Maybe I don't have any class. But I wonder if Stephanie Miller is the best judge of that. This vid/audio file is from the Radio Equalizer.


"Edward M. Kennedy became a laughingstock the old-fashioned way: He earned it."
-- Robert Stacy McCain

The Other McCain has an excellent collection of quotes and videos about the 'legacy.'
Chappaquiddick is a default MS spell check item. Hmmm Just part of the legacy.
Some of R. McCain's stuff is news to me. I was 21 when Chappaquiddick happened. That puts it near the beginning of my lost years. During that time I ignored a lot of the news. I do recall that after the ugly incident at the bridge and the subsequent miscarriage of justice I averted my gaze from Kennedy: I was truly ashamed of the total mockery of our laws that his special treatment made inescapably obvious. Is that the essence of his legacy: that the laws are not going to apply to rich powerful people? Is that why Tim Geithner and Tom Dashle and Charlie Rangel can urinate without consequence on the tax laws that would put many other poorer, powerless people in jail? Stephanie Miller might be committed to defending the chosen few from the rule of law. I am committed to the opposite course.

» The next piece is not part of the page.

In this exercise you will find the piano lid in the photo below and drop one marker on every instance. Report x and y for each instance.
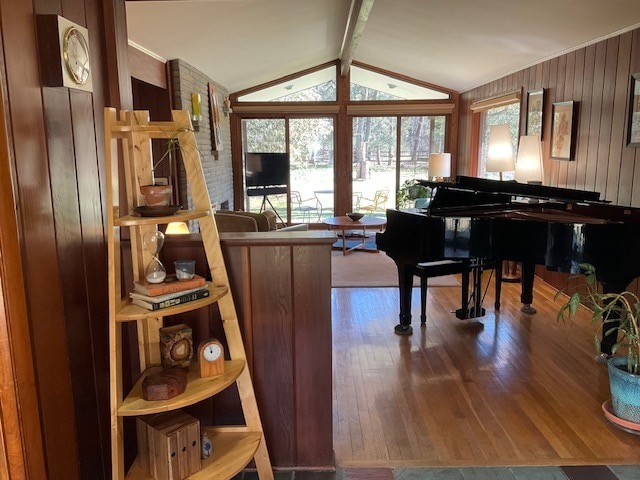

"The victory for Edward Kennedy is demeaning to the dignity of the Senate and the democratic process."
-- New York Times, editorial in response to
Kennedy's first Senate election, 1962


"On this day, every patriotic American should mourn the death of a liberal activist who diligently labored to continue the Kennedy family's noble legacy of public service. Until the day she died in 1969."
-- Robert Stacy McCain
The information about Kennedy's treacherous dealing with the KGB is totally new to me.
"This letter which details Senator Edward Kennedy's offer to help the Soviet Union defeat Reagan’s efforts to build up the nuclear deterrent in Europe was unearthed . . . after the KGB files were opened . . .
"Kennedy believes that, given the current state of affairs, and in the interest of peace, it would be prudent and timely to undertake the following steps to counter the militaristic politics of Reagan . . . In this regard, he offers the following proposals to the General Secretary of the Central Committee of the Communist Party of the Soviet Union Y.V. Andropov . . ."
-- Committee on State Security of the USSR, May 1983
This has never been openly and adequately discussed. At the risk of appearing classless I have to say that a country that cares about self preservation has to take such things more serious than we have. If the American government is going to be more than just a private servant of the privileged like Miller, Kennedy, Geithner and Obama, we have to talk about these things and deal with them. Even if Miller has stylistic problems with her and her friends' special status being questioned.